The flavour was gone from life; it had become a necessary burden, to
be borne as best he could. At one time he even questioned the right of
the Moral Law to ask him to bear it, under the circumstances. He used
to look at the blue water beneath him, and long to be beneath it, sharing
the fate of his loved and lost. He did not want to live without her-- he
wanted to die. At twenty-one!
At twenty-three he was a man again, physically and mentally sound,
doing all reverence to the memory of his dead wife--a flawless angel in
the retrospect--while finding natural solace in the company of living
women who were also young and fair. The living women were much in
evidence from the first; nothing but the sea could keep them from
trying to comfort him. A big fellow, with a square, hard face, and a fist
to fell an ox--that was just the kind of man to call for coddling, apart
from the fact that he was a widower--had been married for as long as
five weeks altogether--with his heart in his wife's grave, and with that
pathetic adjunct, a baby. When he would consent to recognise the world
of affairs again, and the claims of youth and manhood against it, he
found--but of course there is no need to specify all the things he found.

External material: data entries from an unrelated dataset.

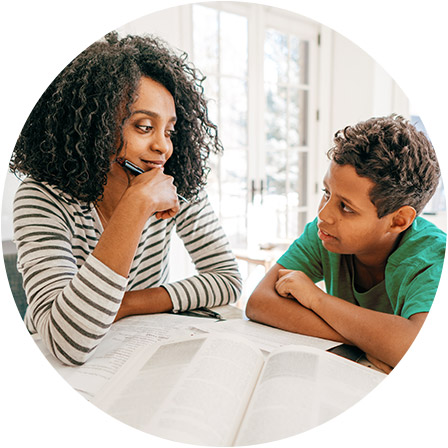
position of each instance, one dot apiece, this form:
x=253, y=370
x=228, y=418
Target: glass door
x=260, y=80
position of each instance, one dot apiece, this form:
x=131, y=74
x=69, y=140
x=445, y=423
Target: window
x=259, y=82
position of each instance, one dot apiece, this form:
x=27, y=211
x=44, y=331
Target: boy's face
x=347, y=219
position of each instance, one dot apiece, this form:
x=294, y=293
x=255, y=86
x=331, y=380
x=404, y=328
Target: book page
x=301, y=388
x=265, y=337
x=123, y=338
x=192, y=391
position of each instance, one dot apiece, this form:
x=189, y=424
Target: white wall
x=353, y=86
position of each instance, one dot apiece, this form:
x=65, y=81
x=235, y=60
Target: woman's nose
x=160, y=143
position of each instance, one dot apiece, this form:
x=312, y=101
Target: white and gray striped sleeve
x=218, y=281
x=70, y=308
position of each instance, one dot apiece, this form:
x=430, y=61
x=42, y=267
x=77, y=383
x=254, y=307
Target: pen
x=135, y=170
x=203, y=312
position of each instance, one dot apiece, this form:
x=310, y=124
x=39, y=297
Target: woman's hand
x=298, y=285
x=159, y=192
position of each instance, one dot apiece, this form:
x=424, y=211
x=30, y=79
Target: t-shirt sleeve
x=305, y=254
x=418, y=291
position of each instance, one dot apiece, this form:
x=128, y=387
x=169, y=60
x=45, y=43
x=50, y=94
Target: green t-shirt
x=412, y=274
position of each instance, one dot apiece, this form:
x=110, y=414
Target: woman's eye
x=144, y=127
x=345, y=208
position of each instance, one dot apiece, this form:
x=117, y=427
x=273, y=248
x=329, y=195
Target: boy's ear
x=402, y=218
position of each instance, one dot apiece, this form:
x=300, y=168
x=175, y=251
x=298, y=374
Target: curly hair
x=391, y=152
x=75, y=129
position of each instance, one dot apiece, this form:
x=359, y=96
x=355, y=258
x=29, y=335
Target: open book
x=222, y=390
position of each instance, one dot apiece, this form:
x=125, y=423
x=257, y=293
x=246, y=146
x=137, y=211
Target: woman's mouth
x=151, y=164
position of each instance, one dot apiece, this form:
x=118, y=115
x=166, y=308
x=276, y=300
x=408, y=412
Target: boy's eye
x=345, y=208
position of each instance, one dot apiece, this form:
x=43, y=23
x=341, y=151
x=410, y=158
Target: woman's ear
x=403, y=218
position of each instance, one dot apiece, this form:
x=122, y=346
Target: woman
x=92, y=236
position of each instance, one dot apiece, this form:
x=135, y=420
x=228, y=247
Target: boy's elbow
x=252, y=307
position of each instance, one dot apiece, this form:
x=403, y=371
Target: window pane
x=233, y=103
x=298, y=65
x=298, y=114
x=233, y=45
x=298, y=178
x=205, y=38
x=276, y=173
x=275, y=117
x=210, y=85
x=276, y=57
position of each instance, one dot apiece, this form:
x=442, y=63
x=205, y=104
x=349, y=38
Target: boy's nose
x=324, y=214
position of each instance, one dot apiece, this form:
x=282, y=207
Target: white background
x=408, y=38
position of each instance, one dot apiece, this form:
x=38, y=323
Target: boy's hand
x=298, y=285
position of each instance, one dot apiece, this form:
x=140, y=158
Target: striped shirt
x=73, y=297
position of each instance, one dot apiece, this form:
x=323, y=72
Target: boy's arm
x=383, y=336
x=266, y=306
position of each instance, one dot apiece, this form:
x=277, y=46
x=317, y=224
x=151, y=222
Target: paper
x=123, y=338
x=265, y=337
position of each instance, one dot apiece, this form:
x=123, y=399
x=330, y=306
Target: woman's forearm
x=145, y=301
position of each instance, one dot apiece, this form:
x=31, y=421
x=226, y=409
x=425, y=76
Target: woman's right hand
x=158, y=192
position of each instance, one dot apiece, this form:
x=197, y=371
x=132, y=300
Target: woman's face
x=147, y=132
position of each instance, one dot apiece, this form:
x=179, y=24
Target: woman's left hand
x=298, y=285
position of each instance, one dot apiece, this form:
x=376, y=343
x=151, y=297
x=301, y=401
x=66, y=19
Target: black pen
x=203, y=312
x=136, y=170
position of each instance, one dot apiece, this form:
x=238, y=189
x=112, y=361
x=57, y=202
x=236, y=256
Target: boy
x=380, y=262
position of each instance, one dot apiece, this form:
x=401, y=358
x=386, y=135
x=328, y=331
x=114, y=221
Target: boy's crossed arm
x=291, y=301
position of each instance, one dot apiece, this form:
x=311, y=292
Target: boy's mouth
x=324, y=236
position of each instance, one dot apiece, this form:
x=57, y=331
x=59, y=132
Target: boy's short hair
x=391, y=152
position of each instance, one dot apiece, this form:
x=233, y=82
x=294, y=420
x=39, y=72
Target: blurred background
x=279, y=86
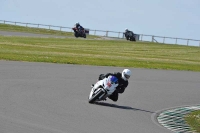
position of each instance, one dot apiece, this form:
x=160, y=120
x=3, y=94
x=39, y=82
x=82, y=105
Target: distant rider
x=122, y=81
x=79, y=27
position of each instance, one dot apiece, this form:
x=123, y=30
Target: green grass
x=193, y=120
x=100, y=52
x=15, y=28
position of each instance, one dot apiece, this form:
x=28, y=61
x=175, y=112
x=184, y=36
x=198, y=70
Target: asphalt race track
x=53, y=98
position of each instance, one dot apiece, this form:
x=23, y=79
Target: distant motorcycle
x=103, y=88
x=129, y=35
x=79, y=33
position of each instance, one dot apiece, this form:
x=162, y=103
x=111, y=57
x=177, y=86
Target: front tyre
x=96, y=96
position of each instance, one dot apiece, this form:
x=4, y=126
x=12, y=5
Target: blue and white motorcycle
x=103, y=89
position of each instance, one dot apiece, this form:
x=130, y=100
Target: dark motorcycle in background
x=130, y=36
x=79, y=33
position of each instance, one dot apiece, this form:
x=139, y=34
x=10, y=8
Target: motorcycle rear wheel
x=96, y=96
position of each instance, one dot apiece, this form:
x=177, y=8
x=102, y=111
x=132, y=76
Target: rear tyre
x=76, y=34
x=96, y=96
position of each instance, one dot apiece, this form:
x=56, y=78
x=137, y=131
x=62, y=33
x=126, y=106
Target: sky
x=170, y=18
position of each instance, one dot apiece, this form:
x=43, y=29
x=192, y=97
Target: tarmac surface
x=53, y=98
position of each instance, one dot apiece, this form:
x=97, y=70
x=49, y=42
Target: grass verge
x=193, y=120
x=100, y=52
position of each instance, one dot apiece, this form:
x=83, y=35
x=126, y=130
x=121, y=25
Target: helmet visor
x=126, y=76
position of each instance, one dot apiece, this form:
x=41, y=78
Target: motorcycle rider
x=122, y=81
x=128, y=33
x=79, y=27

One was a batch of invitations awaiting each arrival of his ship in
port--first two, then four, then half-a-dozen women's notes, begging
him to come to as many hospitable houses for change and rest, and to
"bring the baby". He could not bring the baby, for reasons which he did
not honestly present, as a rule, but which he reluctantly disclosed to
Alice Urquhart one night at Five Creeks. Alice had written one of the
six notes (they were six because it was Christmas time), for she was the
sister of Jim Urquhart, who was the friend of an ex-squatter down on
his luck through droughts, and reduced to balancing ledgers in a
Melbourne office, who was the friend of one of those doctors of
Williamstown whose skill had brought Guthrie Carey to life after he
had been drowned. Jim, having made the acquaintance of the latter,
took his sister to inspect the ship, and to have tea in the mate's cabin;
hence the return visit, which the captain, who loved his chief officer,
stretched a point to sanction.
There were at Five Creeks station, besides Jim, a Mrs Urquhart and
several children; but Alice, the eldest of the family, was the general
manager of her household, ever struggling with her brother, who
maintained it, to lift it and herself out of the ruts in which her father had
left it stuck. She was close on thirty, sad to say, and there were three
girls below her; and nothing happened from year to year, and she was
weary of the monotony. "Do come and see us," she wrote to Guthrie
Carey--one of the finest-looking men she had ever known, not
excepting the splendid Claud Dalzell--"do come and see us, and bring
the baby. Country air will do it good, and the house is full of nurses for
it."
He went himself, out of friendship for Jim, and after dinner sat in the
verandah with Alice, and explained why he had not brought the baby.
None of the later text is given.